Editorial: Credit due to iwi leaders

Maori leaders deserve credit for their part in the resolution of an industrial dispute which was beginning to have serious consequences.

The stoush between the New Zealand Meat Workers Union and meat processor Affco over pay and conditions for 1000 union workers in eight plants appears over.

After 40 hours of exhausting talks the parties settled on a new collective agreement early yesterday, ending a bitter 12-week standoff. The deal still needs to be ratified by meatworkers but parties appear confident the agreement will stick.

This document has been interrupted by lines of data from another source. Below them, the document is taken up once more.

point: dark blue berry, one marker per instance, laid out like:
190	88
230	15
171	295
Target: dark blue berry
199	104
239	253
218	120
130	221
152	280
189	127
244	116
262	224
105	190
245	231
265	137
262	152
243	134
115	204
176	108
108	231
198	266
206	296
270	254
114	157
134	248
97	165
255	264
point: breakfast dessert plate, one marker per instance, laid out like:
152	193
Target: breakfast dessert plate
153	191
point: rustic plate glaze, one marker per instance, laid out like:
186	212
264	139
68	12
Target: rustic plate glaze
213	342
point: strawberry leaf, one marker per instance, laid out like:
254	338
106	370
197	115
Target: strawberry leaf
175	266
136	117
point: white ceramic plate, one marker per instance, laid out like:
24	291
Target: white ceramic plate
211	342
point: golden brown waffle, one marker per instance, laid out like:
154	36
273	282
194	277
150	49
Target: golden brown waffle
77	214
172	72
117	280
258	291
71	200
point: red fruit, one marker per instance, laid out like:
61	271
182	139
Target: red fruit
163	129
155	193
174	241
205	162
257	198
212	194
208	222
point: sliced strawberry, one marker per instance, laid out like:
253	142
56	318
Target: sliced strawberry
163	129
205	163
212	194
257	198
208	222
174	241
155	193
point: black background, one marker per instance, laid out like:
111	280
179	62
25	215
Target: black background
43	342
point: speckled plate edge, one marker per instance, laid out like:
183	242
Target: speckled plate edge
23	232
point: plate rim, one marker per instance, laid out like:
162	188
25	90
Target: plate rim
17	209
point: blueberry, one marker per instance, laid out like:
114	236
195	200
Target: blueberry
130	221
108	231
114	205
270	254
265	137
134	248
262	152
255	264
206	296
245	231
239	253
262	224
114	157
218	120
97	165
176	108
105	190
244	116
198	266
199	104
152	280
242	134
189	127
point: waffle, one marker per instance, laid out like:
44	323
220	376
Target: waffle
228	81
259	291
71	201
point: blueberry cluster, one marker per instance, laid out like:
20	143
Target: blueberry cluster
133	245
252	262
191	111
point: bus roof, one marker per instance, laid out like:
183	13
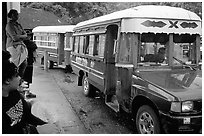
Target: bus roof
54	29
144	12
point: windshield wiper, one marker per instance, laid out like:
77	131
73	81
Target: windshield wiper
184	64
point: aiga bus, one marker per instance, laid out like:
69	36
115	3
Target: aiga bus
56	40
144	60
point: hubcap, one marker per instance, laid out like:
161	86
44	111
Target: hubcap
146	123
86	85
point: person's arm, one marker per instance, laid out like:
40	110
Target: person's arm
12	33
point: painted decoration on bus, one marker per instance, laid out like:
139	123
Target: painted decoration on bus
82	61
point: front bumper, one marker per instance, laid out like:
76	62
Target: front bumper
182	124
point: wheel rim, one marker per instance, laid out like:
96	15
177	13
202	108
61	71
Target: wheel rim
86	85
146	123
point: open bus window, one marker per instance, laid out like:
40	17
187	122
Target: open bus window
152	54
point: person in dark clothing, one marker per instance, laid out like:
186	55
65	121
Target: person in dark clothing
28	74
16	112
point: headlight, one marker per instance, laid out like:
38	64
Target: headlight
182	106
187	106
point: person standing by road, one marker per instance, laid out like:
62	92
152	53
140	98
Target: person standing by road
31	46
16	111
14	44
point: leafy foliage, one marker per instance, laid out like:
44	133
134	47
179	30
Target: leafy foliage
74	12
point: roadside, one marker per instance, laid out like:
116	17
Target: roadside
51	105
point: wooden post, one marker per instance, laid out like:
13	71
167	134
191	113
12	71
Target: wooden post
45	60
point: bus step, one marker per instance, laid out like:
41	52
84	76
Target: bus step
113	104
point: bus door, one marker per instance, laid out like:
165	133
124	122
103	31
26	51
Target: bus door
110	69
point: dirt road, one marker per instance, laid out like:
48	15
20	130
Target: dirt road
96	116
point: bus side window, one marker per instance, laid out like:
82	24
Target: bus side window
96	45
76	44
81	44
101	45
91	44
86	46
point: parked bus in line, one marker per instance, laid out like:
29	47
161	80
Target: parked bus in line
56	40
144	61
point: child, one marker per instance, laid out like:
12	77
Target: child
16	112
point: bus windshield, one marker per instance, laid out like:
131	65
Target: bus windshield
155	50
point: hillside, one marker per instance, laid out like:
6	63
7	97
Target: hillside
30	18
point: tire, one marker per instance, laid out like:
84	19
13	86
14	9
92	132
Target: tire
88	89
147	121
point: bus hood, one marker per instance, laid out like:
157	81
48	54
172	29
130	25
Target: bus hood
182	84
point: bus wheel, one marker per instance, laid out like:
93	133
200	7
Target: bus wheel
147	121
88	88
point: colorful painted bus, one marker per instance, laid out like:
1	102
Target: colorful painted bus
56	40
136	58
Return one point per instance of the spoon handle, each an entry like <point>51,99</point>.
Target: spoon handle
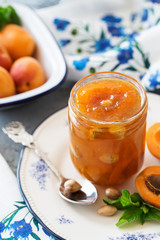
<point>17,132</point>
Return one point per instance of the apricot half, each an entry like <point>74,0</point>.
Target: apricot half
<point>148,185</point>
<point>7,86</point>
<point>17,41</point>
<point>27,74</point>
<point>153,139</point>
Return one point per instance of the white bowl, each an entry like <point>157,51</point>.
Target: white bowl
<point>48,54</point>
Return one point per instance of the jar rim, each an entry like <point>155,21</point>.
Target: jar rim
<point>117,75</point>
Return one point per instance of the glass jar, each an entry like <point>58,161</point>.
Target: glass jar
<point>108,152</point>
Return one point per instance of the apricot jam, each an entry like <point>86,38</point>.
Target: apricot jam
<point>107,125</point>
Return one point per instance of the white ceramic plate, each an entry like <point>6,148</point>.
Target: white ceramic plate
<point>47,52</point>
<point>62,219</point>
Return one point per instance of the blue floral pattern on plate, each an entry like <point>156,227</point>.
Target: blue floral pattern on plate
<point>137,236</point>
<point>40,171</point>
<point>18,226</point>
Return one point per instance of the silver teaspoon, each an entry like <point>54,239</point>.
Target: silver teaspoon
<point>69,189</point>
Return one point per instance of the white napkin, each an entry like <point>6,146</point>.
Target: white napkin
<point>97,36</point>
<point>16,223</point>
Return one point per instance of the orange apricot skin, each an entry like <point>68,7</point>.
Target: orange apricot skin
<point>17,41</point>
<point>153,140</point>
<point>7,86</point>
<point>146,194</point>
<point>27,74</point>
<point>5,59</point>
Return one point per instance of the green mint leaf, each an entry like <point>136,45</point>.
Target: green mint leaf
<point>131,214</point>
<point>135,197</point>
<point>115,203</point>
<point>125,201</point>
<point>125,198</point>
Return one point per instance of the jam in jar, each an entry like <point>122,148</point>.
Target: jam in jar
<point>107,125</point>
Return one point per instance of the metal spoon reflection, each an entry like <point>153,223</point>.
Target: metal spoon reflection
<point>85,196</point>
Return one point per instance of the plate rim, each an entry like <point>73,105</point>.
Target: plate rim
<point>58,237</point>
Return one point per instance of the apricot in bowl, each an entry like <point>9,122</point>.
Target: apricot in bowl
<point>46,51</point>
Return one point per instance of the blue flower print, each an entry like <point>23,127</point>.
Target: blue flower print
<point>61,24</point>
<point>64,42</point>
<point>111,19</point>
<point>2,227</point>
<point>155,80</point>
<point>20,229</point>
<point>80,64</point>
<point>101,45</point>
<point>144,16</point>
<point>125,54</point>
<point>133,16</point>
<point>44,230</point>
<point>116,31</point>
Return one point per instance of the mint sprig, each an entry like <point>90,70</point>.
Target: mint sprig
<point>8,15</point>
<point>134,208</point>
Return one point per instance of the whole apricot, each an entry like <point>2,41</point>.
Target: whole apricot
<point>27,74</point>
<point>5,59</point>
<point>17,41</point>
<point>7,86</point>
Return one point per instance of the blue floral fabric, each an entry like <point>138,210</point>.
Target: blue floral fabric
<point>113,42</point>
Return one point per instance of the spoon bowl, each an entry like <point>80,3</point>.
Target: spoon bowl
<point>86,194</point>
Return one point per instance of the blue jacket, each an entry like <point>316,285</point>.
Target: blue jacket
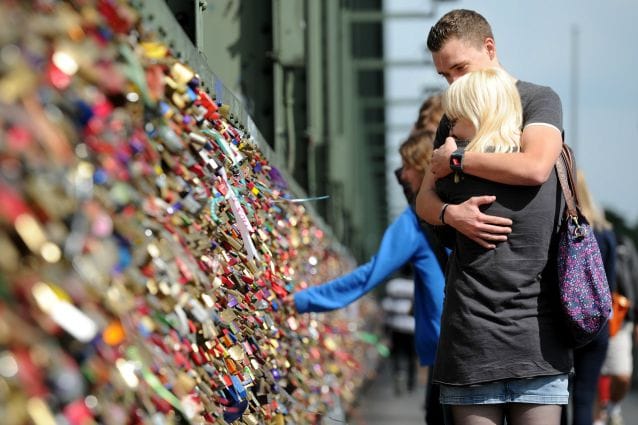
<point>403,241</point>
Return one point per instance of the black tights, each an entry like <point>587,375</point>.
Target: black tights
<point>517,414</point>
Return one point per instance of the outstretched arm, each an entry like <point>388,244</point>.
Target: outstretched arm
<point>397,248</point>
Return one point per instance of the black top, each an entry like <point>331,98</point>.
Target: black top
<point>501,317</point>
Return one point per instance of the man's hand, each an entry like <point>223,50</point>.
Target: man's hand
<point>440,165</point>
<point>483,229</point>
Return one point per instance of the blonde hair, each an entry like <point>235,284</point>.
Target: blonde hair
<point>489,99</point>
<point>416,150</point>
<point>588,207</point>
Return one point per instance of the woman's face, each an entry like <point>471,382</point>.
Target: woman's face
<point>463,129</point>
<point>412,177</point>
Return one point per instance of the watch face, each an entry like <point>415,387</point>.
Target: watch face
<point>456,160</point>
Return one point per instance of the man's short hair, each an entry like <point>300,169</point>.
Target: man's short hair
<point>466,25</point>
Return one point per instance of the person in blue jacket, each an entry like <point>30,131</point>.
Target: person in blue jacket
<point>403,242</point>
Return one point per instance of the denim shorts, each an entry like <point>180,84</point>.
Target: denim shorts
<point>539,390</point>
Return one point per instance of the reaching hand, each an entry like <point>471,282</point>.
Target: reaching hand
<point>289,301</point>
<point>440,164</point>
<point>482,228</point>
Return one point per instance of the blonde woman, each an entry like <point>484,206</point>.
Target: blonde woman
<point>502,346</point>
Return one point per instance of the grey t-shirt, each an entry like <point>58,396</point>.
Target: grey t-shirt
<point>501,316</point>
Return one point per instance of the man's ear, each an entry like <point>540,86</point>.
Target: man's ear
<point>490,46</point>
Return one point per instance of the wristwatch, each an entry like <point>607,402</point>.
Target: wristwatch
<point>456,160</point>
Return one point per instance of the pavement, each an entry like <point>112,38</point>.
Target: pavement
<point>379,405</point>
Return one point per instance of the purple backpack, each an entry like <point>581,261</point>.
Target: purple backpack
<point>584,291</point>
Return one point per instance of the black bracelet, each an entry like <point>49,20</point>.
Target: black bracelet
<point>442,213</point>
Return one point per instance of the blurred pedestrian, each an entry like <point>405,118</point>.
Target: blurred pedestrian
<point>617,369</point>
<point>588,359</point>
<point>403,242</point>
<point>398,306</point>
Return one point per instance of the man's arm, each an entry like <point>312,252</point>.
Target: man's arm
<point>540,148</point>
<point>466,218</point>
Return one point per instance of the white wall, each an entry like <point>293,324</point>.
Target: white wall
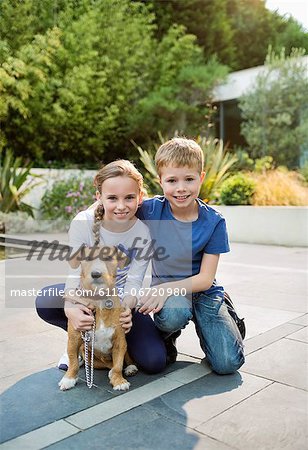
<point>49,177</point>
<point>276,225</point>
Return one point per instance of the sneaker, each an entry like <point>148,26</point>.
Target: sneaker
<point>63,362</point>
<point>172,352</point>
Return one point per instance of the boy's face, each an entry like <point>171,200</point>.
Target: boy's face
<point>181,185</point>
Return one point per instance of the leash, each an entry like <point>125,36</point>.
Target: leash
<point>86,337</point>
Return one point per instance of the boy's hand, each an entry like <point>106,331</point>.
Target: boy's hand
<point>126,320</point>
<point>152,303</point>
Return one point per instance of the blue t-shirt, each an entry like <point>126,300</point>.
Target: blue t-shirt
<point>182,244</point>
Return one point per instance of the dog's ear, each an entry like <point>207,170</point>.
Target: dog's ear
<point>123,259</point>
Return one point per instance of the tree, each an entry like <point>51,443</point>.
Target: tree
<point>238,32</point>
<point>275,112</point>
<point>207,20</point>
<point>88,76</point>
<point>77,97</point>
<point>182,86</point>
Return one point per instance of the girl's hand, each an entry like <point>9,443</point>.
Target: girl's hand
<point>80,316</point>
<point>126,320</point>
<point>152,303</point>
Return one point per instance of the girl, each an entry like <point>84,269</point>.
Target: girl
<point>112,222</point>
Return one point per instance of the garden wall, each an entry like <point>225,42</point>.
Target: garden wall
<point>275,225</point>
<point>49,177</point>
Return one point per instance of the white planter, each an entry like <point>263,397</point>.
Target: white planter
<point>275,225</point>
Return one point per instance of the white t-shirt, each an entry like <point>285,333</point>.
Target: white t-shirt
<point>135,242</point>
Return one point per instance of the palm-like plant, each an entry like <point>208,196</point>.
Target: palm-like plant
<point>218,161</point>
<point>14,185</point>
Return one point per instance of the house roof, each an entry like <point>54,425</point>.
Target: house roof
<point>240,82</point>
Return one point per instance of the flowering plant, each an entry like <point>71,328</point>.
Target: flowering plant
<point>66,198</point>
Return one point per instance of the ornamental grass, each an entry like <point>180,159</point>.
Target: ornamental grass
<point>279,187</point>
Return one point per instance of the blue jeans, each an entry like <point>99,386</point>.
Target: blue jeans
<point>219,336</point>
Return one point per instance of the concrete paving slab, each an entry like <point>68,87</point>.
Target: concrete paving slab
<point>37,401</point>
<point>284,361</point>
<point>300,335</point>
<point>260,319</point>
<point>41,438</point>
<point>301,320</point>
<point>273,419</point>
<point>267,338</point>
<point>29,357</point>
<point>22,409</point>
<point>104,411</point>
<point>208,397</point>
<point>140,429</point>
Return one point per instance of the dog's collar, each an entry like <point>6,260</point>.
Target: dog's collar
<point>106,302</point>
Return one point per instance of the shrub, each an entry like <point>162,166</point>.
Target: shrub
<point>66,198</point>
<point>304,172</point>
<point>237,190</point>
<point>279,188</point>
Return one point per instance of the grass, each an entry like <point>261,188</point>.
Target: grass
<point>279,188</point>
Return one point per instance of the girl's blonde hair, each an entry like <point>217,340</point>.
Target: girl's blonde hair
<point>119,168</point>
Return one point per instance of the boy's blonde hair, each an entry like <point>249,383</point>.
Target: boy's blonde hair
<point>119,168</point>
<point>180,152</point>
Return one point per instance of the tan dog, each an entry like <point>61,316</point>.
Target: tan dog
<point>98,276</point>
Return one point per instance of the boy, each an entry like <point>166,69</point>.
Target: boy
<point>192,235</point>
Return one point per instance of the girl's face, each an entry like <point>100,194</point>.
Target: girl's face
<point>120,197</point>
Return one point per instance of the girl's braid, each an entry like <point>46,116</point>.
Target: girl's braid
<point>98,217</point>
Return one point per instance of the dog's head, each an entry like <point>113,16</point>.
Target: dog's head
<point>99,267</point>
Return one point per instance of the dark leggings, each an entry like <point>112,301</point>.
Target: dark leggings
<point>144,342</point>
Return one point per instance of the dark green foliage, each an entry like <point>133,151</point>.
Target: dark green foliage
<point>237,190</point>
<point>81,78</point>
<point>66,198</point>
<point>237,31</point>
<point>275,111</point>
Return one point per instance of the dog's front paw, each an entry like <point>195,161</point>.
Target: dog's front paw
<point>122,386</point>
<point>130,370</point>
<point>67,383</point>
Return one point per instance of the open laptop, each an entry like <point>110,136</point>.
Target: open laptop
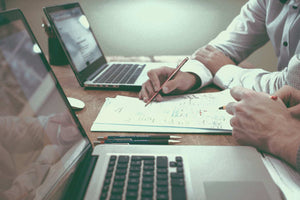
<point>85,56</point>
<point>46,154</point>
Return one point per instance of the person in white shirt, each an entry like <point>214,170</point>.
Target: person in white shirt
<point>259,21</point>
<point>269,124</point>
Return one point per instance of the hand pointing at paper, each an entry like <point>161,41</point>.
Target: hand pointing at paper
<point>270,125</point>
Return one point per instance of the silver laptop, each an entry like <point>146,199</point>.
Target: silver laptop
<point>85,56</point>
<point>46,154</point>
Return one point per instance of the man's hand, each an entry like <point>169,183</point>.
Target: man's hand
<point>291,97</point>
<point>212,58</point>
<point>264,123</point>
<point>182,82</point>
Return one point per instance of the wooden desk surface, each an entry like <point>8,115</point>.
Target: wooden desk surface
<point>94,100</point>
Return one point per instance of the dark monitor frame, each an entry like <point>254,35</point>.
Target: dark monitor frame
<point>84,74</point>
<point>79,169</point>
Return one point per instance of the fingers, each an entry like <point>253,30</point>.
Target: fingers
<point>147,92</point>
<point>230,108</point>
<point>289,95</point>
<point>295,111</point>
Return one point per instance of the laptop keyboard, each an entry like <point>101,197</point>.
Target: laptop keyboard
<point>144,177</point>
<point>121,73</point>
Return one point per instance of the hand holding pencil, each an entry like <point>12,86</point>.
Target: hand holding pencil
<point>162,80</point>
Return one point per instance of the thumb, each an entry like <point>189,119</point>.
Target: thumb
<point>295,111</point>
<point>170,86</point>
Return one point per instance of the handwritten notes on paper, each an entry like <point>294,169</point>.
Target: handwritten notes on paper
<point>183,112</point>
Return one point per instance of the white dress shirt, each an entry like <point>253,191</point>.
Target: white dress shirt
<point>258,22</point>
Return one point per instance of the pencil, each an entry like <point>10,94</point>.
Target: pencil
<point>139,137</point>
<point>169,78</point>
<point>137,142</point>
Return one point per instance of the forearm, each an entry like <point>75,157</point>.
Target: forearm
<point>260,80</point>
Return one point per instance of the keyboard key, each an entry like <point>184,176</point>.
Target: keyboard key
<point>162,162</point>
<point>154,170</point>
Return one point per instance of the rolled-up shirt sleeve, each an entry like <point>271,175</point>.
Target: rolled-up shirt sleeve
<point>258,79</point>
<point>246,33</point>
<point>197,68</point>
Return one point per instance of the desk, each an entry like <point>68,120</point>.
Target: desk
<point>94,99</point>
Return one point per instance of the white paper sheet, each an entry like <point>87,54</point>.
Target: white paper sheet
<point>183,113</point>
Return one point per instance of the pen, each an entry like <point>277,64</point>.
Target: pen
<point>169,78</point>
<point>139,137</point>
<point>137,142</point>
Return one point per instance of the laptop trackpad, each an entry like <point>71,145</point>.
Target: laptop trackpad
<point>247,190</point>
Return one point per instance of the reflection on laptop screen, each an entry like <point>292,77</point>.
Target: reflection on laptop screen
<point>39,138</point>
<point>74,30</point>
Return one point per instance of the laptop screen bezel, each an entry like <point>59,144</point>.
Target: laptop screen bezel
<point>9,16</point>
<point>84,74</point>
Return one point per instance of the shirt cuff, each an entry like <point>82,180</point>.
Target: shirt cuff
<point>200,70</point>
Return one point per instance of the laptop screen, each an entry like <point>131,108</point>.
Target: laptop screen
<point>40,139</point>
<point>74,30</point>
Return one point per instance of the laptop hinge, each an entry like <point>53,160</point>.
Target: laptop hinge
<point>95,73</point>
<point>80,180</point>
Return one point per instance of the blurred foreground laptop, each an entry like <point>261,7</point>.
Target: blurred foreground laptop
<point>46,154</point>
<point>85,55</point>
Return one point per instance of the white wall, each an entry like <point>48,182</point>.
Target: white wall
<point>150,27</point>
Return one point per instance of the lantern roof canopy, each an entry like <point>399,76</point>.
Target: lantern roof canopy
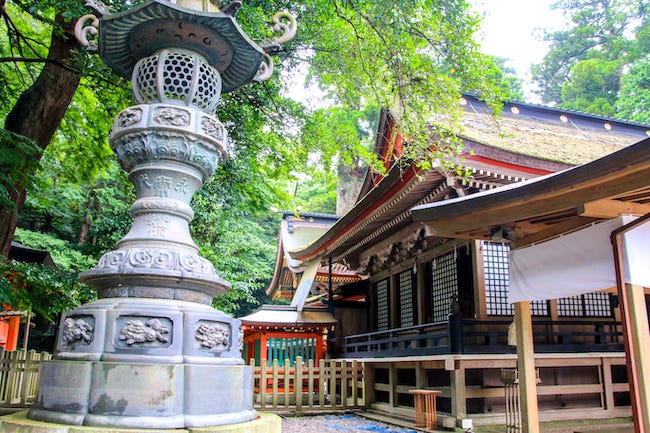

Maori leaders must be congratulated for their work behind the scenes in helping broker a deal to relieve the hardship of their people, who make up 75 per cent of the union membership at the affected plants.

The first lockout at Horotiu's Affco plant in more than 40 years has been an ugly affair; while union members went on strike those on individual contracts remained. It has been a bruising emotional journey which has pitted friends and even family members against each other.

The financial hardship for striking workers has seen them needing assistance from Work and Income, the union and Tainui.

The strain culminated in Waikato-Tainui executive board chairman Tom Roa last week calling on the Talley family and Affco management to recognise the potential for a devastating impact on the social fabric of Ngaruawahia.

The influence from Maori leaders has been a shared effort across the three iwi groups representing regions near where Affco plants are located.

Former Tainui boss Tuku Morgan, Ngapuhi chairman Sonny Tau and Whanganui activist Ken Mair have been credited for their part while Maori Party co-leader Pita Sharples and Ngati Kahungunu chairman Ngahiwi Tomoana have also been involved.

Given the rift between union and non-union members there is still likely to be some tension as the meatworkers go back to work over the coming weeks. It will take time for wounds to heal and trust to be regained and one hopes the agreement between Affco and meatworkers is sturdy enough to avoid any repeat.